Jason Kidd was given a very difficult task on June 12, and now his competence to fulfll it has been called into question.
Just days before his retirement as a point guard, the Brooklyn Nets hired him as their coach — betting that his Hall of Fame basket mindset would transfer to off court genius and lead them to victory.
While nobody questioned Kidd’s B-Ball IQ, who are we kidding — playing the game and teaching others to play it are two different things.
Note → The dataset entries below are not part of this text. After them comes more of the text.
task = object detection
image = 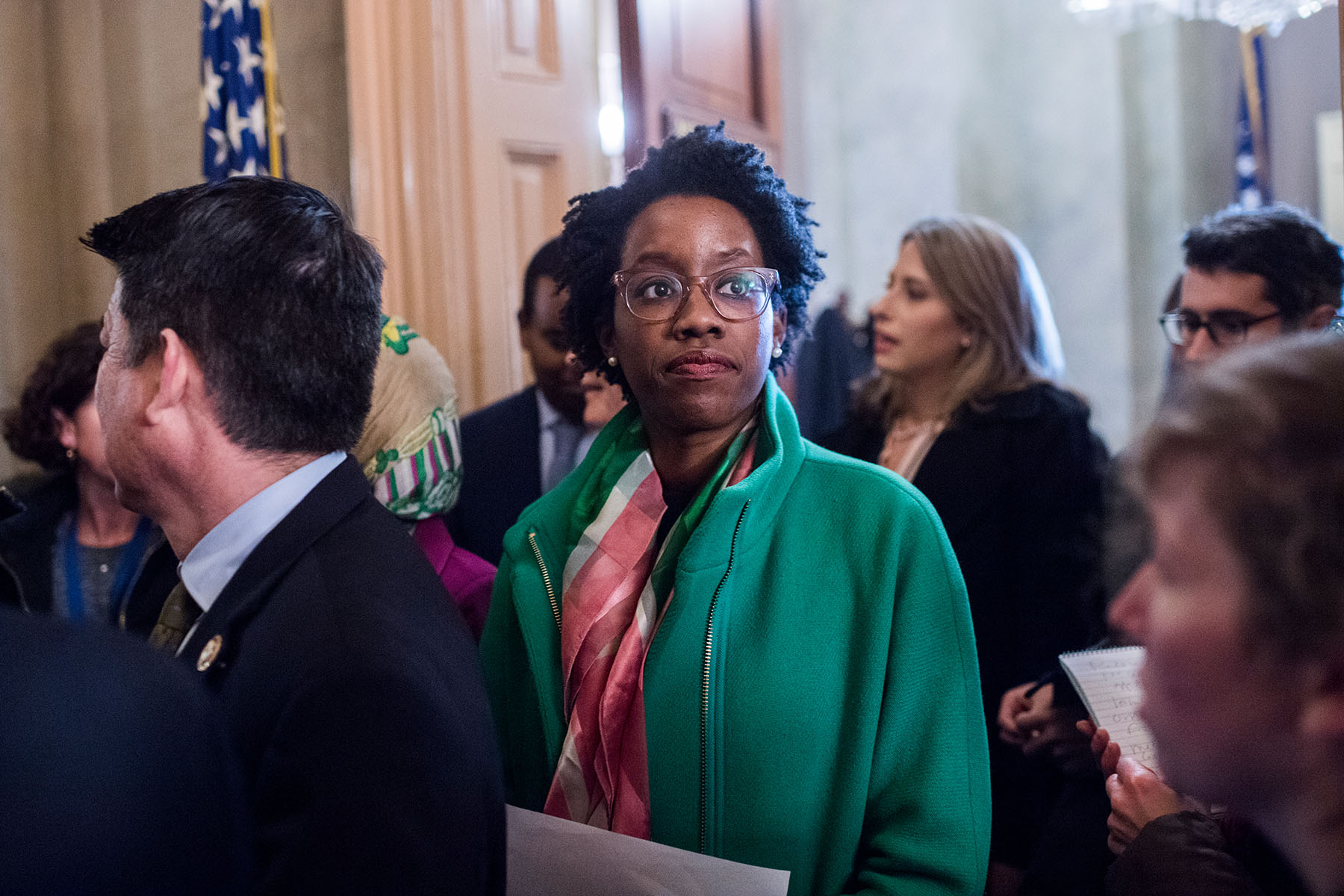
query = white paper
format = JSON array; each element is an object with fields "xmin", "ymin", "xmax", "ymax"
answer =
[
  {"xmin": 1059, "ymin": 647, "xmax": 1157, "ymax": 771},
  {"xmin": 507, "ymin": 806, "xmax": 789, "ymax": 896}
]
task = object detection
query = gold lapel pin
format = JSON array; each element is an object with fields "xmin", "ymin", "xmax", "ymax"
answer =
[{"xmin": 196, "ymin": 634, "xmax": 225, "ymax": 672}]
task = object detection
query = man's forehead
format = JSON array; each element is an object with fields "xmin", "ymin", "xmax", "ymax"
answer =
[
  {"xmin": 532, "ymin": 274, "xmax": 570, "ymax": 329},
  {"xmin": 1180, "ymin": 267, "xmax": 1278, "ymax": 317}
]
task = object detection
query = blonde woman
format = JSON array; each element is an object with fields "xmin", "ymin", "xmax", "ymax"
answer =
[{"xmin": 823, "ymin": 217, "xmax": 1106, "ymax": 892}]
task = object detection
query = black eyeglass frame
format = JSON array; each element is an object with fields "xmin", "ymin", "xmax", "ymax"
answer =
[
  {"xmin": 612, "ymin": 264, "xmax": 780, "ymax": 324},
  {"xmin": 1157, "ymin": 309, "xmax": 1284, "ymax": 346}
]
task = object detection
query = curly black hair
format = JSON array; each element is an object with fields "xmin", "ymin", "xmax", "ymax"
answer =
[
  {"xmin": 4, "ymin": 323, "xmax": 104, "ymax": 470},
  {"xmin": 559, "ymin": 122, "xmax": 825, "ymax": 385},
  {"xmin": 1181, "ymin": 203, "xmax": 1344, "ymax": 328}
]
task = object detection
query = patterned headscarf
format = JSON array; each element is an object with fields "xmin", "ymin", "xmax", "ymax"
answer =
[{"xmin": 355, "ymin": 314, "xmax": 462, "ymax": 520}]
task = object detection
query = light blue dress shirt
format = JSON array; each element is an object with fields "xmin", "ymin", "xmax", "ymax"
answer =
[{"xmin": 178, "ymin": 451, "xmax": 346, "ymax": 644}]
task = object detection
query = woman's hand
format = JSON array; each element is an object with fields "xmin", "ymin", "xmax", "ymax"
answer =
[
  {"xmin": 998, "ymin": 681, "xmax": 1037, "ymax": 747},
  {"xmin": 1077, "ymin": 719, "xmax": 1119, "ymax": 778},
  {"xmin": 998, "ymin": 684, "xmax": 1092, "ymax": 775},
  {"xmin": 1106, "ymin": 744, "xmax": 1195, "ymax": 856}
]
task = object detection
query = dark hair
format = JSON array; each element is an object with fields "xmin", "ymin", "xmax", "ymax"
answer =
[
  {"xmin": 1181, "ymin": 203, "xmax": 1344, "ymax": 328},
  {"xmin": 561, "ymin": 122, "xmax": 825, "ymax": 385},
  {"xmin": 517, "ymin": 237, "xmax": 561, "ymax": 326},
  {"xmin": 84, "ymin": 177, "xmax": 383, "ymax": 452},
  {"xmin": 1134, "ymin": 333, "xmax": 1344, "ymax": 659},
  {"xmin": 4, "ymin": 323, "xmax": 104, "ymax": 470}
]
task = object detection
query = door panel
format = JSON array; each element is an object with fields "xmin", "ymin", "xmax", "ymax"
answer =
[
  {"xmin": 346, "ymin": 0, "xmax": 605, "ymax": 412},
  {"xmin": 618, "ymin": 0, "xmax": 783, "ymax": 170}
]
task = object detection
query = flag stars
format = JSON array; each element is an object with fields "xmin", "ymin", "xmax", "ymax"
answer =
[
  {"xmin": 247, "ymin": 97, "xmax": 266, "ymax": 149},
  {"xmin": 205, "ymin": 0, "xmax": 243, "ymax": 31},
  {"xmin": 234, "ymin": 35, "xmax": 262, "ymax": 87},
  {"xmin": 225, "ymin": 99, "xmax": 252, "ymax": 155},
  {"xmin": 205, "ymin": 128, "xmax": 228, "ymax": 168},
  {"xmin": 200, "ymin": 57, "xmax": 225, "ymax": 117}
]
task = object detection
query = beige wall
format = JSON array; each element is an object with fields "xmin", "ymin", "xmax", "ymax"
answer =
[{"xmin": 0, "ymin": 0, "xmax": 349, "ymax": 477}]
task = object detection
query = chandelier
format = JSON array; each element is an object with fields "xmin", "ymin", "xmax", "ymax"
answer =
[{"xmin": 1065, "ymin": 0, "xmax": 1337, "ymax": 37}]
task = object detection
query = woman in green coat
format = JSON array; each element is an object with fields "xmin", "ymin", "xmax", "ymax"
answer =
[{"xmin": 481, "ymin": 126, "xmax": 989, "ymax": 895}]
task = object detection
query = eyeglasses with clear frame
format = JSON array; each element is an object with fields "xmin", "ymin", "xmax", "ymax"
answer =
[
  {"xmin": 1157, "ymin": 309, "xmax": 1282, "ymax": 345},
  {"xmin": 612, "ymin": 267, "xmax": 780, "ymax": 323}
]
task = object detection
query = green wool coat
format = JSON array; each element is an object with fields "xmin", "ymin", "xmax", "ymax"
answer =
[{"xmin": 481, "ymin": 378, "xmax": 989, "ymax": 896}]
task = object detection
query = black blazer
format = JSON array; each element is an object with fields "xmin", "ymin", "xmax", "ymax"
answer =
[
  {"xmin": 447, "ymin": 387, "xmax": 541, "ymax": 565},
  {"xmin": 0, "ymin": 607, "xmax": 252, "ymax": 896},
  {"xmin": 170, "ymin": 458, "xmax": 504, "ymax": 893},
  {"xmin": 821, "ymin": 383, "xmax": 1106, "ymax": 720}
]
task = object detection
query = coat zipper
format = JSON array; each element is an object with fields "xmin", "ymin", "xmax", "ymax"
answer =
[
  {"xmin": 700, "ymin": 498, "xmax": 751, "ymax": 854},
  {"xmin": 527, "ymin": 529, "xmax": 561, "ymax": 632}
]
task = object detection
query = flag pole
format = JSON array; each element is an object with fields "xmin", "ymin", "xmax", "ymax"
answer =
[
  {"xmin": 258, "ymin": 0, "xmax": 285, "ymax": 177},
  {"xmin": 1242, "ymin": 27, "xmax": 1270, "ymax": 199}
]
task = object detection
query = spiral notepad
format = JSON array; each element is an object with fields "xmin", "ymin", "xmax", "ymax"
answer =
[{"xmin": 1059, "ymin": 647, "xmax": 1157, "ymax": 770}]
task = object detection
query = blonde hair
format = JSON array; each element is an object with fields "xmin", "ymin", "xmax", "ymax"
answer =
[{"xmin": 855, "ymin": 215, "xmax": 1063, "ymax": 429}]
Kidd had a key role to play upon signing on: convince Kevin Garnett and Paul Pierce to trade to Brooklyn; a move that was sure to boost the Nets’ profile and luxury-tax bill. The sales job was rather straightforward: Come lead us to a championship.
The deal turned the Nets into contenders and placed Kidd in a precarious position: as a rookie head coach charged with fusing five All-Stars, two of them in their late 30s, into a cohesive, title-contending team.
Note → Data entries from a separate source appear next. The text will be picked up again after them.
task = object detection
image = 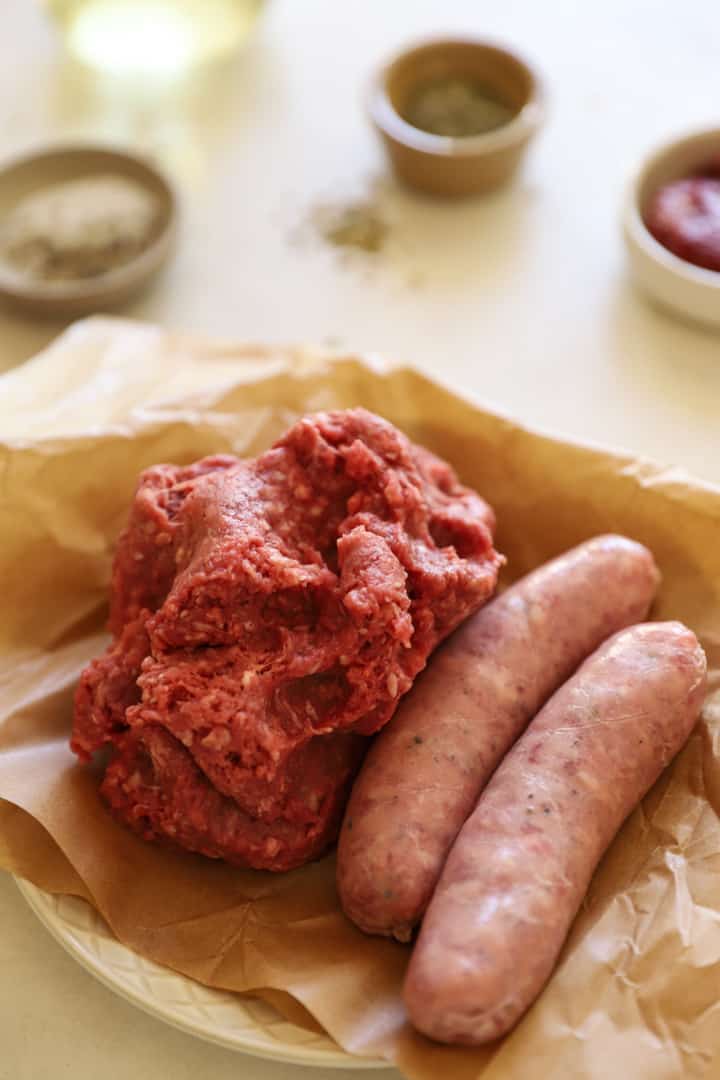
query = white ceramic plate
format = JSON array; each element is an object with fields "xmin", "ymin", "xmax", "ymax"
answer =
[{"xmin": 15, "ymin": 878, "xmax": 388, "ymax": 1069}]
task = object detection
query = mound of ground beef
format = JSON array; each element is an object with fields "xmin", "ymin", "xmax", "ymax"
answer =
[{"xmin": 71, "ymin": 409, "xmax": 502, "ymax": 870}]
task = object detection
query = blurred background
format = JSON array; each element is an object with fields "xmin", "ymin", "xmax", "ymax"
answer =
[{"xmin": 0, "ymin": 0, "xmax": 720, "ymax": 474}]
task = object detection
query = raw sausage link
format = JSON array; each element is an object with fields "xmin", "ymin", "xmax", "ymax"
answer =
[
  {"xmin": 405, "ymin": 622, "xmax": 706, "ymax": 1045},
  {"xmin": 338, "ymin": 536, "xmax": 660, "ymax": 941}
]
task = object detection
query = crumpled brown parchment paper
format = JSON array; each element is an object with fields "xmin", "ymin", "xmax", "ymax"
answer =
[{"xmin": 0, "ymin": 319, "xmax": 720, "ymax": 1080}]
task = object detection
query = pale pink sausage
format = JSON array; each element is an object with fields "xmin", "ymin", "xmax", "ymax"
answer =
[
  {"xmin": 338, "ymin": 536, "xmax": 660, "ymax": 941},
  {"xmin": 405, "ymin": 622, "xmax": 706, "ymax": 1045}
]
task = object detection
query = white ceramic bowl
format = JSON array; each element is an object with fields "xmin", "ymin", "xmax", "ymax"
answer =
[{"xmin": 623, "ymin": 127, "xmax": 720, "ymax": 328}]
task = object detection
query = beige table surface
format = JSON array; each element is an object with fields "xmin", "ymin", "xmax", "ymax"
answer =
[{"xmin": 0, "ymin": 0, "xmax": 720, "ymax": 1080}]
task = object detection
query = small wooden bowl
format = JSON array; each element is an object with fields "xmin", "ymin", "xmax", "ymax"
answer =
[
  {"xmin": 0, "ymin": 145, "xmax": 177, "ymax": 318},
  {"xmin": 369, "ymin": 39, "xmax": 543, "ymax": 195}
]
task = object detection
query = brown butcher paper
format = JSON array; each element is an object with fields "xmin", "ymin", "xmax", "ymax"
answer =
[{"xmin": 0, "ymin": 319, "xmax": 720, "ymax": 1080}]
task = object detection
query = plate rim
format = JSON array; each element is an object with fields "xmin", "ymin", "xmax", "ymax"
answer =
[{"xmin": 12, "ymin": 875, "xmax": 393, "ymax": 1069}]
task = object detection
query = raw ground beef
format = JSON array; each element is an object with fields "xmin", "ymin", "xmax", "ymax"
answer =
[{"xmin": 71, "ymin": 409, "xmax": 502, "ymax": 870}]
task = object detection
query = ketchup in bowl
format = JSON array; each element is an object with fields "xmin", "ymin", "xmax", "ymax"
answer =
[{"xmin": 644, "ymin": 161, "xmax": 720, "ymax": 272}]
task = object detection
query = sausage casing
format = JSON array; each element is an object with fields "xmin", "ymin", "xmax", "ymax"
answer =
[
  {"xmin": 405, "ymin": 622, "xmax": 706, "ymax": 1045},
  {"xmin": 338, "ymin": 536, "xmax": 660, "ymax": 941}
]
“Just bad coaching,” Kidd said about Monday nights ugly loss; his paisley tie hanging loose, his face unshaven and his eyes reddish. “I take the blame for this.” The extent of that challenge, and the strain, was clear late Monday night at Barclays Center, as Kidd tried to account for a 108-98 thumping by the Portland Trail Blazers, the Nets’ seventh loss in 10 games.
While the coach didn’t elaborate, the loss has caused some whispering around the league that says Kidd is the problem, reports Howard Beck at Bleacher Report.
A veteran scout, interviewed earlier in the day and speaking on the condition of anonymity, called Kidd’s bench comportment “terrible,” observing that the play-calling has fallen mostly to his top assistants, Lawrence Frank and John Welch.
“He doesn’t do anything,” said the scout, who has watched the Nets several times. “He doesn’t make calls. John Welch does all the offense. Lawrence does all the defense. … I don’t know what Kidd does. I don’t think you can grade him and say he’s bad. You can give him an incomplete.”